Inviting new people—of all genders, races, and ethnicities—to homebrewing is clearly a priority for the AHA and many homebrew club leaders. And given the relationship between homebrewing and passion for craft beer, it’s also a priority for the professional brewing industry. The open question is whether the existing demographics of the hobby put homebrewers in a position to do the necessary outreach that will meaningfully expand its reach. 

REWEAVING THE THREAD

For decades, homebrewing was the first step in what would, for many, become a professional brewing career. As the craft beer industry has matured, however, what was once a strong tie has become frayed. Herz says that the futures of the two sides of brewing—hobby and professional—need to be recoupled in order to thrive. She describes homebrewing as a talent development pipeline that’s intrinsically tied to professional beer’s DNA.

“We’re helping remind craft beer that homebrewing is here,” she says. “If we want to diversify who is in beer and get people more in touch with ingredients and process, then homebrewing is the key.”

Annie Johnson, a beer writer, national beer judge, and experienced homebrewer who in 2013 was named the AHA’s homebrewer of the Year, agrees with Herz’s assessment. (Johnson is also a member of the AHA’s Governing Committee.) She splits her time between Seattle and northern California, and says that in both areas, there are far fewer breweries opened by former homebrewers than in years past. 

“I'm seeing more homebrewers giving up the hobby in favor of drinking craft beer at their local or regional brewery,” she says. “It doesn't [completely] matter if homebrewing isn't a part of that journey but it would be better if it were. There's a lot more to brewing than just liking the end product, so why not find out if you like the process first?”

Beneath the decoupling of craft beer from its homebrewing roots is a fear that brewery owners today could become alienated from the hands-on art of beer making. Not all homebrewers who opened breweries necessarily had business savvy, but they had a ready answer for the question of why they opened a brewery: to make good beer. Putting in years or decades of making beer at home built a skillset. It’s not the only way to acquire those skills, Johnson notes, but it shows a commitment to learning the fundamentals. 

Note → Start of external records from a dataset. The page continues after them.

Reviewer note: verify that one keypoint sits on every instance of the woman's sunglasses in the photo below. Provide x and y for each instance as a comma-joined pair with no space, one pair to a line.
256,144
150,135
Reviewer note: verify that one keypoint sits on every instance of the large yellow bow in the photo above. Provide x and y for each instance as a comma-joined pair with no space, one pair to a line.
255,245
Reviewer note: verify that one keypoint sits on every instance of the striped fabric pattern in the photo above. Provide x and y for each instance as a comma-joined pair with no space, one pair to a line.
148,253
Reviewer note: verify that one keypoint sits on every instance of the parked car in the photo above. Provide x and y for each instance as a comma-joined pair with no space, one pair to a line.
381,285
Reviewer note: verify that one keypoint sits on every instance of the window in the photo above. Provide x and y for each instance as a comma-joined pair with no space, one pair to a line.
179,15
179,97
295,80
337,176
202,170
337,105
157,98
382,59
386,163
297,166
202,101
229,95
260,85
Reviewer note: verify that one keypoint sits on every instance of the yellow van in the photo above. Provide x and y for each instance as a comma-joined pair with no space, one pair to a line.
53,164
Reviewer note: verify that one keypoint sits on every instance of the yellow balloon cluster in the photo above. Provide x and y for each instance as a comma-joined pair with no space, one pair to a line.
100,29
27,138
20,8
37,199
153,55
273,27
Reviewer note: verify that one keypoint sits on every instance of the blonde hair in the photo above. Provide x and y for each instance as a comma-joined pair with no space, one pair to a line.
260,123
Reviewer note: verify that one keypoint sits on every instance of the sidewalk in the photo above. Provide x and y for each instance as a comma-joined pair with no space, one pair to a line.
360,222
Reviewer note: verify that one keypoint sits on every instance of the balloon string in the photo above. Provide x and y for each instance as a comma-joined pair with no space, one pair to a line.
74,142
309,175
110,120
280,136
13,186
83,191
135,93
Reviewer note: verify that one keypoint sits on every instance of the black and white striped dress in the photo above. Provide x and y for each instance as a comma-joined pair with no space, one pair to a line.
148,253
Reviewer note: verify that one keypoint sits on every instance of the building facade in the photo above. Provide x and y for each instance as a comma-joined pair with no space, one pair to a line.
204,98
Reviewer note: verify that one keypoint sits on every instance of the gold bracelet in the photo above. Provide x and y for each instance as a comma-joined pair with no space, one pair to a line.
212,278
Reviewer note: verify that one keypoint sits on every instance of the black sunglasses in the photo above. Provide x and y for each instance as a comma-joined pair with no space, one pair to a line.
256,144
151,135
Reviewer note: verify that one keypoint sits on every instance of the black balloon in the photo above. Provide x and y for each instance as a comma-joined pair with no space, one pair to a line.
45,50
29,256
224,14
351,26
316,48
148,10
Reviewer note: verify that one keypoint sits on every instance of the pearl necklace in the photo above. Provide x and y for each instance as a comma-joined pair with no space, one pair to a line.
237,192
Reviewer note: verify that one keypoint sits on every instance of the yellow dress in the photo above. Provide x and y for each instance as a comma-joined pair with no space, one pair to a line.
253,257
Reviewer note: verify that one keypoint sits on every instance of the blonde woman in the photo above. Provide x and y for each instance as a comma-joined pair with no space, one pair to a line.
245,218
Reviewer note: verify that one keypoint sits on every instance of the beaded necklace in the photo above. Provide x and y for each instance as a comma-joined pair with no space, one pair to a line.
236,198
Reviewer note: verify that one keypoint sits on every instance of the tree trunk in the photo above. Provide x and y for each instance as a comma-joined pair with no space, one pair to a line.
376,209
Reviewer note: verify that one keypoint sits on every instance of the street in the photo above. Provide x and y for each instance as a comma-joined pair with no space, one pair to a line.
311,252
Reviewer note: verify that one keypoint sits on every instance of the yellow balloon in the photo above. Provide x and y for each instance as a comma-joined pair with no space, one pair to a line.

“Some [people] just want to jump into the professional world without education. I find that to be a recipe for disaster as I do with any career,” she says. 

Beyond technical skills, there’s a more ephemeral role that homebrewing has played in craft beer’s rise: If nothing else, homebrewers have a demonstrated love for making and drinking the beer itself. Given the difficult economic climate for craft breweries today, those small businesses need loyal customers more than ever. Homebrewers have historically been that fan base. Losing the connection between craft beer and homebrewing has existential implications for the former, not only the latter. Admiration for beer itself should be a centering principle in a tough climate for the industry. Ask Herz why she homebrews, and it’s impossible not to feel her pure passion for the physical act of beer making.

“Homebrewing teaches me about magic,” she says. “We get to play. We put the puzzle of all the ingredients together. … This is about more than drinking beer. This is about sensory exploration and reward.”